Am Anfang war es nicht so stark besucht, aber jede Woche kamen dann mehr und mehr Menschen in die Beratung. In der heißen Phase kamen dann vielleicht um die 30 Menschen am Tag. Erst einmal ging es viel um eine erste Orientierung. Wo bekomme ich was, welches Amt ist für was zuständig? An wen kann ich mich wenden? Neben uns vom Migrationssozialdienst waren noch ImPuls e.V. und das Deutsch-Arabische Zentrum vor Ort.

Welche Situation hat dich besonders beeindruckt?  

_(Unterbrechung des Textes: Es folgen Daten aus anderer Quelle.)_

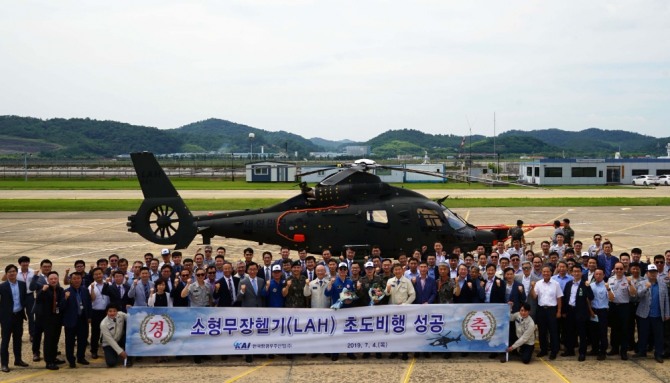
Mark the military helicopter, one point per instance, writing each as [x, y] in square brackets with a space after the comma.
[352, 208]
[444, 340]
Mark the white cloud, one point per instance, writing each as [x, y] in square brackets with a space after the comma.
[342, 69]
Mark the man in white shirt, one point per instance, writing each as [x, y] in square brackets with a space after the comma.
[548, 293]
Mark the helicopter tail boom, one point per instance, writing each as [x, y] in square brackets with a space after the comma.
[163, 217]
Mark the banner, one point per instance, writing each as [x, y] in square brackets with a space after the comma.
[162, 331]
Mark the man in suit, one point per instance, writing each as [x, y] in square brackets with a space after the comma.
[424, 286]
[654, 308]
[526, 278]
[39, 280]
[179, 285]
[76, 315]
[118, 290]
[141, 288]
[112, 329]
[251, 292]
[49, 307]
[577, 297]
[225, 289]
[12, 304]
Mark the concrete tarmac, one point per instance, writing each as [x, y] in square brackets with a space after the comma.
[66, 237]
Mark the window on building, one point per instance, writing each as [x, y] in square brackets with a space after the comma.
[553, 172]
[584, 172]
[261, 171]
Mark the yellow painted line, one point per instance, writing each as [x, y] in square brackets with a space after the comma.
[25, 377]
[563, 378]
[242, 375]
[636, 226]
[409, 370]
[43, 372]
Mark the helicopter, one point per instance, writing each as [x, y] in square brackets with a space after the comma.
[352, 208]
[444, 340]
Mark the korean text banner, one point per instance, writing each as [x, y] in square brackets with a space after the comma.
[228, 331]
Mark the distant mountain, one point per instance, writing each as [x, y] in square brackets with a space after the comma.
[83, 138]
[330, 145]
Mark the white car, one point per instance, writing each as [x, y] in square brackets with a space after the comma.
[645, 180]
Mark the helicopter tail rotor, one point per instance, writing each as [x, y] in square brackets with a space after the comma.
[163, 217]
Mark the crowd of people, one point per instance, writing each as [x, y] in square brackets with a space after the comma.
[582, 299]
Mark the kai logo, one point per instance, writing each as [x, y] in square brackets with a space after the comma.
[242, 345]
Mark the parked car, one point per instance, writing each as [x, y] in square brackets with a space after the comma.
[645, 180]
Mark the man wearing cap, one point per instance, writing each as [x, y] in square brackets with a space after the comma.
[401, 292]
[619, 311]
[333, 290]
[165, 253]
[293, 290]
[274, 288]
[316, 290]
[653, 309]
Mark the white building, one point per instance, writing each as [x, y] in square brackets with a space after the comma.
[578, 171]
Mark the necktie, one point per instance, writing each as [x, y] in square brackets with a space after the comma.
[146, 292]
[55, 304]
[230, 288]
[78, 302]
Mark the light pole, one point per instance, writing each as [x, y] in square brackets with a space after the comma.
[25, 166]
[251, 146]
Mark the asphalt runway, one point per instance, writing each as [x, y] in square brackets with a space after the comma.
[66, 237]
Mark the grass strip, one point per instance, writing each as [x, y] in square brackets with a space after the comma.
[59, 205]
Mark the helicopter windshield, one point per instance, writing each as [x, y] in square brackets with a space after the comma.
[454, 220]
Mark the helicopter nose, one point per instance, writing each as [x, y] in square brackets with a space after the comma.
[485, 237]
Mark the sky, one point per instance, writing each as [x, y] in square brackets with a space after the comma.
[342, 69]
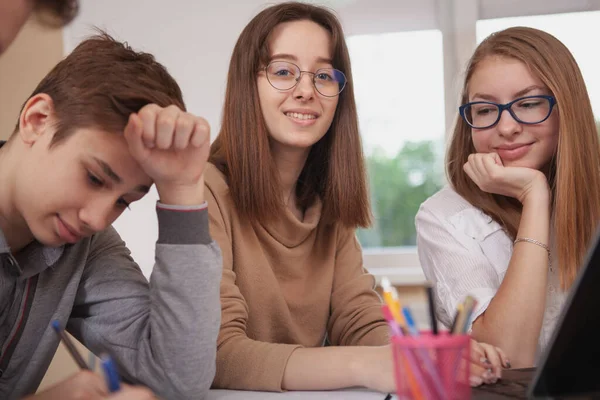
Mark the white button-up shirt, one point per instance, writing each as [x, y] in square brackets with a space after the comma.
[464, 252]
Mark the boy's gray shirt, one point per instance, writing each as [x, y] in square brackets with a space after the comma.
[162, 334]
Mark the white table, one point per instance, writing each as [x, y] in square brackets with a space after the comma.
[348, 394]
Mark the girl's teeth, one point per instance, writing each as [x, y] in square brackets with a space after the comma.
[300, 116]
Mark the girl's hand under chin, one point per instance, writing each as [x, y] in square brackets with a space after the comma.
[491, 176]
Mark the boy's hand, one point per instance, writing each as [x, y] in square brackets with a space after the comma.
[172, 147]
[87, 385]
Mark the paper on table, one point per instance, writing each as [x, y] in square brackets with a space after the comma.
[348, 394]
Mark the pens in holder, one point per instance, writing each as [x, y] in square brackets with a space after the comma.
[431, 302]
[424, 356]
[411, 366]
[390, 296]
[463, 316]
[69, 345]
[113, 381]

Auch privat war es für mich herausfordernd, da ja auch mein Land mit der Lage etwas zu tun hat. Ich habe viel mit Frauen gearbeitet, die allein gekommen sind. Viele haben geweint, wenn sie nicht wussten, wo ihr Mann ist und sie keinen Kontakt mehr hatten. Es gab auch immer wieder Gerüchte über Verschleppungen nach Russland. Ich musste daher auch häufig nicht nur sozialpädagogisch, sondern auch psychologisch unterstützen. Es gab wirklich viele Fälle, die mich berührt haben. Es gab auch immer wieder Menschen, die in meine Beratung gekommen sind, die gesagt haben, sie seien jetzt bei irgendwelchen Menschen untergebracht, aber sie würden spüren, dass sie nicht so herzlich willkommen sind. Vielleicht war das für die Menschen auch etwas zu schnell, dass sie sich entschieden haben einer Familie eine Unterkunft anzubieten. Es sind eben doch fremde Menschen, aus einer anderen Kultur. Für viele war es daher auch wichtig möglichst schnell etwas anderes und eigenes zu finden. Aber das ist bekanntlich ja nicht so einfach in Berlin. 

Nimmst du eine Veränderung in der Situation der Geflüchteten zwischen März/April und heute wahr?

Ich kann sagen, ich bin sehr beeindruckt wie schnell die Menschen sich hier gefunden haben. Es gibt wirklich viele, gerade Männer, die hier schon arbeiten. Viele sind wirklich fit. Sie kommen zu mir und lassen sich beraten. Sie möchten sich schnell integrieren und wieder auf eigenen Beinen stehen. Aber viele sagen auch, dass sie es sich hier anders vorgestellt hatten. Die Bürokratie ist eine Herausforderung. Aber ich sehe in jedem Fall eine positive Entwicklung.  

Wo siehst du Bereiche und Bedarfe bei den ukrainischen Geflüchteten, wo Gemeinden gut unterstützen können?

Ich denke der erste Punkt ist die Unterstützung bei der Suche nach Wohnungen. Die eigene Wohnung ist so wichtig, um viele andere Dinge besser sortiert zu bekommen. Insgesamt könnte damit alles schneller sein, auch mit der Schule und mit der Arbeit. Deutsch lernen. Ein eigener Platz, wie eine Wohnung oder ein Zimmer, Klarheit für die kommenden Monate, das macht so einen großen Unterschied.

Das Interview wurde geführt von Mounaim Katir, Beauftragter für Flucht und Integration in den Ev. Kirchenkreisen Neukölln und Tempelhof-Schöneberg.